Hours later, Qatar’s prime minister and foreign minister held a delayed press conference, offering evasive, grief-choked answers. After seventy thousand dead, 170,000 wounded, and an entire country destroyed, they spoke neither of U.S. promises nor of Israeli guarantees. When asked about warnings, they admitted receiving an American alert only ten minutes after the explosions. On their failed air defenses, they mumbled about the effectiveness against Iran but claimed Israel used “advanced weapons” this time. The unspoken truth: activation decisions weren’t theirs to make—the real sovereign had already disabled the systems before the jets even took off.
Meanwhile, Trump recycled Netanyahu’s infamous “five conditions”:
Hamas disarmament,
release of Israeli hostages,
a demilitarized Gaza,
Israeli security control, and
a civilian administration unaffiliated with Hamas or the PLO.
Instead of his own “Witkoff Initiative”—a temporary truce with partial prisoner exchange—Trump now pushed Netanyahu’s maximalist agenda. The U.S. president abandoned mediators like Egypt and Qatar, striking a direct channel with Hamas at Netanyahu’s request.
Israeli foreign minister Israel Katz added fuel, declaring that Gaza’s “towers of terror” would fall unless Hamas surrendered hostages and weapons. Between Trump’s “last chance” politically and Katz’s “final warning” militarily, Hamas found itself trapped—unable to accept, unable to reject, and dragging two million Gazans toward catastrophe.
On the ground, hundreds of thousands were being funneled westward toward Gaza’s seacoast, under Israeli encirclement from north, south, and east.
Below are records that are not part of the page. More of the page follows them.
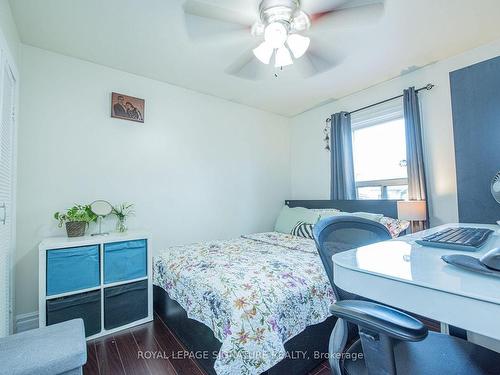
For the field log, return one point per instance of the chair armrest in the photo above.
(381, 319)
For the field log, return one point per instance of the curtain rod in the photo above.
(429, 86)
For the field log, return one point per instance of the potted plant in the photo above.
(122, 212)
(76, 218)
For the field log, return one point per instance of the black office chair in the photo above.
(390, 341)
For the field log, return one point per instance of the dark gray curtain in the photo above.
(342, 174)
(414, 149)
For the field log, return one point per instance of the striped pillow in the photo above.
(302, 229)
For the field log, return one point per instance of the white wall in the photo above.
(199, 168)
(310, 164)
(9, 30)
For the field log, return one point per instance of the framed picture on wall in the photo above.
(127, 107)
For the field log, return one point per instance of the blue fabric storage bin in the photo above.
(72, 269)
(125, 261)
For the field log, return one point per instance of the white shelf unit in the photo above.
(59, 243)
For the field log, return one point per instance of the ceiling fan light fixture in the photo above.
(298, 44)
(264, 52)
(283, 57)
(276, 34)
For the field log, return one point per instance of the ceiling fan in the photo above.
(284, 30)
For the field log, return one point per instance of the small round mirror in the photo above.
(101, 208)
(495, 187)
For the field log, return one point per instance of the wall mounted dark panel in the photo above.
(475, 93)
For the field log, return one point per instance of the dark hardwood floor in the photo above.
(127, 353)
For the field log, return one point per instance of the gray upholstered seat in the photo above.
(56, 349)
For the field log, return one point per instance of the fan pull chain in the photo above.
(276, 75)
(326, 131)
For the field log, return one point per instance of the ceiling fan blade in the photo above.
(248, 67)
(351, 14)
(214, 12)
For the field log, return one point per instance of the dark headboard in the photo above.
(387, 207)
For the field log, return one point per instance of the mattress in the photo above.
(255, 293)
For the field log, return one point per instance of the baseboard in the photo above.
(25, 322)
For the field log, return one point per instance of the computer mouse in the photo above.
(492, 259)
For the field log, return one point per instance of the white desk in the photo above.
(412, 277)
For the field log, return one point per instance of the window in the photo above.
(379, 150)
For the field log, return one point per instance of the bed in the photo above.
(254, 304)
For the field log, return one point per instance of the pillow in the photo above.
(364, 215)
(326, 212)
(395, 226)
(302, 229)
(289, 217)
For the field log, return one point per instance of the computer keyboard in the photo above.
(466, 239)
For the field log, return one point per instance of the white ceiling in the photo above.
(149, 38)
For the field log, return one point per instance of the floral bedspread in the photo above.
(254, 293)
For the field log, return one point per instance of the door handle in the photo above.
(3, 220)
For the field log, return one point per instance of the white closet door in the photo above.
(7, 95)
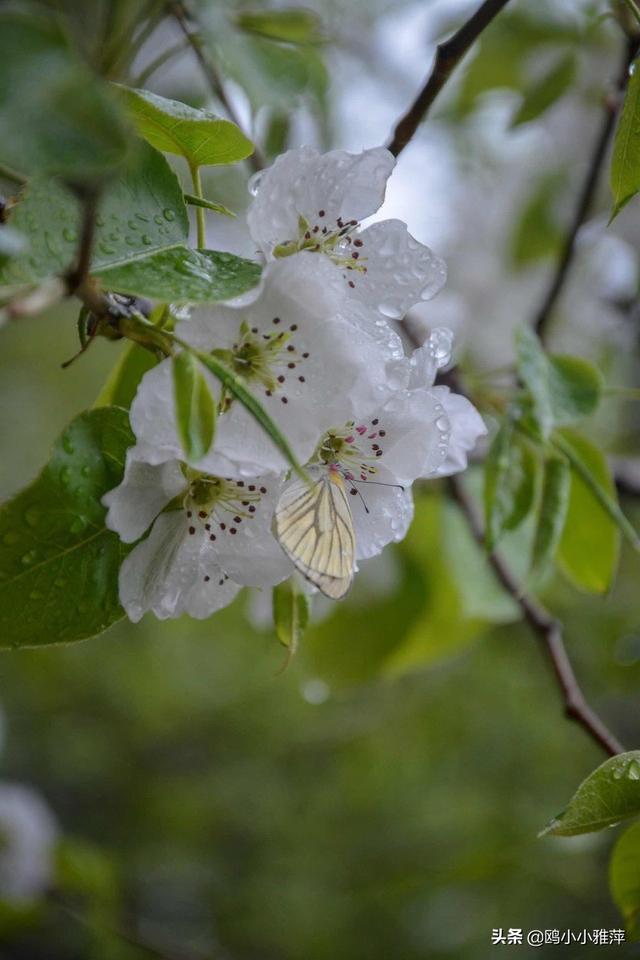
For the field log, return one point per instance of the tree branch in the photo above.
(586, 195)
(180, 11)
(547, 630)
(448, 56)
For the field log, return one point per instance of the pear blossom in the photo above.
(209, 536)
(420, 432)
(306, 352)
(311, 203)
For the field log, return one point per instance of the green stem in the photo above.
(197, 189)
(623, 393)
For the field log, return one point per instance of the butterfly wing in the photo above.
(314, 527)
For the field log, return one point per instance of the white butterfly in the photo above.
(314, 527)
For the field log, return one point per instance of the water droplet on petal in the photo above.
(254, 183)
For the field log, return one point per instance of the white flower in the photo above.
(28, 832)
(314, 203)
(307, 353)
(420, 432)
(214, 537)
(465, 425)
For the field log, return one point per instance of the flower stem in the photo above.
(197, 189)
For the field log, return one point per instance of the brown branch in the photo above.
(584, 201)
(181, 13)
(547, 630)
(448, 56)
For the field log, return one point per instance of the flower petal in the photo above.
(166, 573)
(253, 556)
(338, 360)
(144, 491)
(323, 188)
(466, 427)
(432, 356)
(400, 270)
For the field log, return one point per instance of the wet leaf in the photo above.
(199, 136)
(195, 407)
(610, 794)
(58, 563)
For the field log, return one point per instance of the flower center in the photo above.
(220, 504)
(341, 243)
(353, 449)
(267, 358)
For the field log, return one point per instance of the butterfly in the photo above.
(314, 527)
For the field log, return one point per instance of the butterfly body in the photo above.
(314, 527)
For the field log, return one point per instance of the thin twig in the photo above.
(79, 274)
(586, 195)
(547, 630)
(183, 15)
(448, 56)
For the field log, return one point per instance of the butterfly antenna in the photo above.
(380, 483)
(364, 502)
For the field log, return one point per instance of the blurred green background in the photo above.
(380, 797)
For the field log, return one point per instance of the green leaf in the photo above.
(625, 169)
(58, 564)
(195, 407)
(55, 114)
(122, 383)
(552, 514)
(533, 369)
(292, 25)
(575, 386)
(536, 232)
(12, 243)
(608, 795)
(141, 213)
(183, 275)
(546, 91)
(510, 482)
(208, 205)
(590, 543)
(624, 879)
(290, 613)
(563, 389)
(199, 136)
(237, 386)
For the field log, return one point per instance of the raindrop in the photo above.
(390, 310)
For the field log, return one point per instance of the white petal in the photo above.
(353, 363)
(432, 356)
(165, 573)
(304, 182)
(390, 511)
(400, 271)
(252, 556)
(144, 491)
(153, 420)
(467, 426)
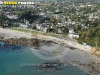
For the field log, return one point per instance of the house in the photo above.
(12, 16)
(73, 35)
(38, 26)
(71, 31)
(23, 25)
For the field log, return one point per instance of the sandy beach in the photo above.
(80, 57)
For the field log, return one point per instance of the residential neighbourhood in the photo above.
(68, 18)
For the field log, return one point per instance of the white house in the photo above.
(23, 25)
(73, 35)
(71, 31)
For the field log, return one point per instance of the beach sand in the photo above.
(80, 57)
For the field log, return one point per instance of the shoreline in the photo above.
(7, 33)
(66, 43)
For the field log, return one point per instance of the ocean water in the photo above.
(21, 61)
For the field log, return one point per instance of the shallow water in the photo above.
(23, 62)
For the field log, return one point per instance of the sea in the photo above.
(20, 60)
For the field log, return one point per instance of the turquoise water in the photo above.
(23, 62)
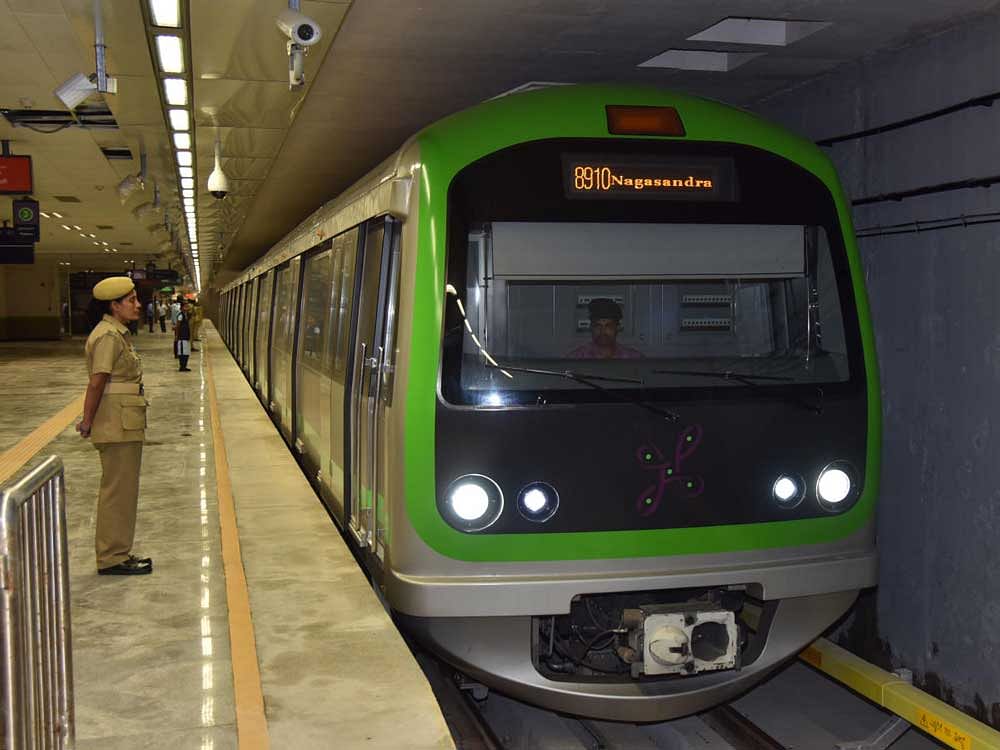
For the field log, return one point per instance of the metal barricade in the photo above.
(35, 653)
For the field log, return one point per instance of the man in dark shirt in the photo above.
(182, 336)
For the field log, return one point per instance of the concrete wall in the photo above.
(29, 301)
(936, 309)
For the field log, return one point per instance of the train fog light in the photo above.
(473, 502)
(788, 490)
(836, 486)
(538, 501)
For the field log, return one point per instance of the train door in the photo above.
(283, 346)
(254, 289)
(263, 335)
(368, 509)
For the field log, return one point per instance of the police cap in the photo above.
(602, 307)
(113, 287)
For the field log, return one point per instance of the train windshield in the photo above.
(645, 306)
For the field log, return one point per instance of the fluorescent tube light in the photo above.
(171, 53)
(175, 89)
(179, 119)
(165, 13)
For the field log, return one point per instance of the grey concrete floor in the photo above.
(151, 654)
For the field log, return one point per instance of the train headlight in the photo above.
(473, 502)
(788, 490)
(837, 486)
(538, 501)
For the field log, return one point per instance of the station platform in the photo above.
(256, 628)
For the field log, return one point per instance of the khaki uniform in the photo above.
(118, 430)
(195, 322)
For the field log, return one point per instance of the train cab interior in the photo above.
(694, 301)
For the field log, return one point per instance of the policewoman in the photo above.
(114, 418)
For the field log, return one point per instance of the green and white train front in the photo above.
(652, 423)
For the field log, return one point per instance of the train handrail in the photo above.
(36, 668)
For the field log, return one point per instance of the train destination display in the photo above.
(594, 176)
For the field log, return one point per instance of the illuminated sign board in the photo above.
(649, 178)
(15, 174)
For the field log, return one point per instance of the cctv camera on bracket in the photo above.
(302, 33)
(299, 29)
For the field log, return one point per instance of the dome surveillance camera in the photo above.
(218, 183)
(300, 29)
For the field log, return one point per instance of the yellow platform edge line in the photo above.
(935, 717)
(12, 459)
(251, 720)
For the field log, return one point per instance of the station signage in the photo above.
(616, 177)
(15, 174)
(14, 249)
(26, 219)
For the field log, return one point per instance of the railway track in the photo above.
(499, 723)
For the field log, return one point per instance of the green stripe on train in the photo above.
(578, 111)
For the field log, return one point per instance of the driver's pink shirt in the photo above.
(592, 351)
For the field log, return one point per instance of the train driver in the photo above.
(605, 322)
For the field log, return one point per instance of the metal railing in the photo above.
(35, 654)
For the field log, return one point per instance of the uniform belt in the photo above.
(132, 389)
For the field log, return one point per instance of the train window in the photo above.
(263, 331)
(391, 313)
(282, 335)
(313, 384)
(345, 302)
(336, 282)
(663, 306)
(315, 310)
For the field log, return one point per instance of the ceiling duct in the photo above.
(95, 117)
(112, 152)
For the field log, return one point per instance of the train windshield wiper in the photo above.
(754, 381)
(588, 380)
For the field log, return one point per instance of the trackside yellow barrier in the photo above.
(937, 718)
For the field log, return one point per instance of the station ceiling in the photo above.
(382, 70)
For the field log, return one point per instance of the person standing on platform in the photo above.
(182, 336)
(161, 313)
(114, 418)
(175, 310)
(195, 323)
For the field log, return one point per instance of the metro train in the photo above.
(586, 376)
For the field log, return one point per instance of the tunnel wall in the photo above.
(936, 311)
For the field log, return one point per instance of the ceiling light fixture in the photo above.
(175, 89)
(165, 13)
(171, 53)
(179, 119)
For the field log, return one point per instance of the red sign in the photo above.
(15, 174)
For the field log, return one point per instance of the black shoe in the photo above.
(133, 566)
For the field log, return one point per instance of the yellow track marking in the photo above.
(14, 458)
(251, 722)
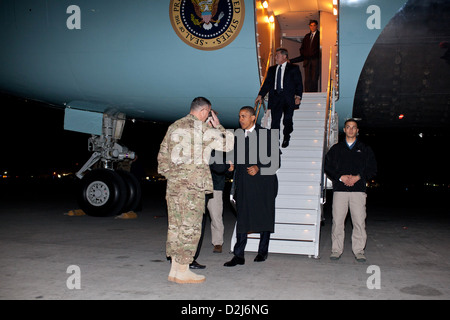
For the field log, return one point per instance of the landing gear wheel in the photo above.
(133, 195)
(103, 193)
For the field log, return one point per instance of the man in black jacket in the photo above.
(349, 164)
(256, 185)
(310, 55)
(285, 87)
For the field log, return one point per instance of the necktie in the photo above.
(279, 79)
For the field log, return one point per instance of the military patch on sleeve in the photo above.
(207, 24)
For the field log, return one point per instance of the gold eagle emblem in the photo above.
(206, 10)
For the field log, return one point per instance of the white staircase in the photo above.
(298, 206)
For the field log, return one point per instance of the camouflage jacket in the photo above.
(184, 154)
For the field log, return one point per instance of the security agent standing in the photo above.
(188, 180)
(349, 164)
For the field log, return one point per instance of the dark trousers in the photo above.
(279, 106)
(241, 242)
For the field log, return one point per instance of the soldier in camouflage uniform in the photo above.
(184, 160)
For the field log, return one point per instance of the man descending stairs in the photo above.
(298, 206)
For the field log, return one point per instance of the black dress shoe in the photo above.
(260, 258)
(196, 265)
(234, 261)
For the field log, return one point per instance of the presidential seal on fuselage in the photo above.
(207, 24)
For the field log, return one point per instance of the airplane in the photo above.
(106, 61)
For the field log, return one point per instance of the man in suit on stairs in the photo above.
(285, 88)
(310, 55)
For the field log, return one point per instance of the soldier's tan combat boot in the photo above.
(173, 271)
(184, 275)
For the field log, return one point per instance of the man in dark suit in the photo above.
(285, 88)
(256, 185)
(310, 55)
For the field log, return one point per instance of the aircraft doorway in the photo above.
(290, 25)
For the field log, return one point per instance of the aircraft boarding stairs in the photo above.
(298, 207)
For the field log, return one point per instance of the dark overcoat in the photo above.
(255, 195)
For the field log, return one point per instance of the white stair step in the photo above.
(301, 153)
(300, 123)
(302, 164)
(306, 142)
(296, 188)
(299, 216)
(286, 201)
(297, 176)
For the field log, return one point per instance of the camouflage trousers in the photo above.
(185, 213)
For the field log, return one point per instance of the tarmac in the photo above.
(47, 255)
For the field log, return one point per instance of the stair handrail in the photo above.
(329, 116)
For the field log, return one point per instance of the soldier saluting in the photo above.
(184, 160)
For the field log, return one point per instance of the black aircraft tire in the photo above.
(103, 193)
(133, 190)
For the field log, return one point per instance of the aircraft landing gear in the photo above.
(104, 191)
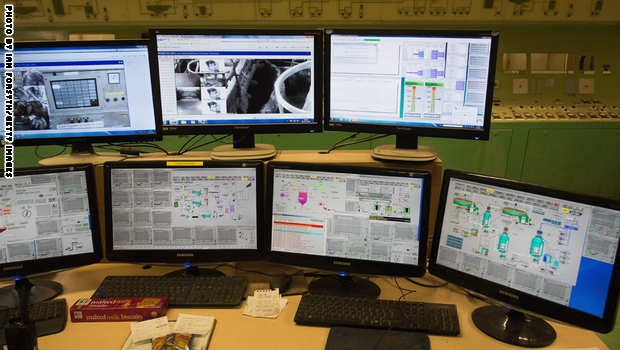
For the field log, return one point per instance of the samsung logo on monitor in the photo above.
(13, 268)
(508, 294)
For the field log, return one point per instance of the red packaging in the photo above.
(118, 309)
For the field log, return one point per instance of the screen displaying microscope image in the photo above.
(559, 250)
(184, 208)
(44, 216)
(421, 80)
(75, 91)
(357, 216)
(236, 79)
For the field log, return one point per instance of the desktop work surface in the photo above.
(235, 331)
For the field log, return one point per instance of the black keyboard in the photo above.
(327, 310)
(185, 291)
(49, 317)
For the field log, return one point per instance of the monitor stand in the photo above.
(81, 153)
(406, 149)
(193, 270)
(41, 290)
(243, 148)
(344, 285)
(513, 327)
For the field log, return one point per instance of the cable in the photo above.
(129, 144)
(180, 151)
(404, 292)
(371, 138)
(426, 285)
(39, 156)
(331, 148)
(206, 143)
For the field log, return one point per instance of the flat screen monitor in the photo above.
(410, 83)
(348, 219)
(537, 249)
(83, 92)
(243, 82)
(48, 221)
(183, 212)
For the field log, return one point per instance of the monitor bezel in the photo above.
(457, 133)
(516, 298)
(348, 265)
(155, 136)
(185, 255)
(258, 128)
(41, 266)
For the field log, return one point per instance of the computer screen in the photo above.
(410, 83)
(48, 221)
(548, 252)
(183, 211)
(83, 92)
(348, 219)
(239, 81)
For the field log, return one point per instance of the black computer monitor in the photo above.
(410, 83)
(83, 92)
(348, 219)
(243, 82)
(183, 212)
(535, 249)
(48, 221)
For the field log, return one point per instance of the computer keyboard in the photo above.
(183, 291)
(49, 316)
(327, 310)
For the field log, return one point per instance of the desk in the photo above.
(235, 331)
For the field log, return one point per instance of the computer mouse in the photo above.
(280, 281)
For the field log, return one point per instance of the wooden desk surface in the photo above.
(235, 331)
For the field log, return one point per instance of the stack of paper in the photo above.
(142, 333)
(265, 303)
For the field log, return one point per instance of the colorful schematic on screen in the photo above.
(366, 217)
(409, 79)
(44, 216)
(177, 208)
(558, 250)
With infrastructure obliterated, three chilling options emerged:
Starve and bombard civilians until they flee south.
Forcefully expel them after sealing the siege, separating men, women, and children
Or commit a massacre of those who refuse to leave, branding them part of Hamas’s “popular bass.”
The darkest speculation yet: a plan of forced deportation by sea, using vessels secretly contracted through U.S.-Israeli coordination with a third country.
The American-Israeli complicity was no longer hidden. Trump and Netanyahu were two sides of the same coin, locked in mutual political survival. Trump’s electoral victories leaned heavily on Netanyahu’s networks and the financial muscle of Jewish-American lobbies; in return, Trump bent U.S. policy to Netanyahu’s needs. The balance of power was clear: Trump was the dependent, not the master.
Netanyahu had succeeded in luring Hamas into direct negotiations, sidelining a unified Arab stance and securing precious time for his own embattled political survival. Even Qatar, before the strike on its own soil, had urged Hamas to consider Trump’s proposals positively—a futile gesture in what had become a deadly theater written in blood.
And so, the road to hell continues, paved by Trump and Netanyahu’s intertwined calculations, with Gaza’s people paying the price at every turn.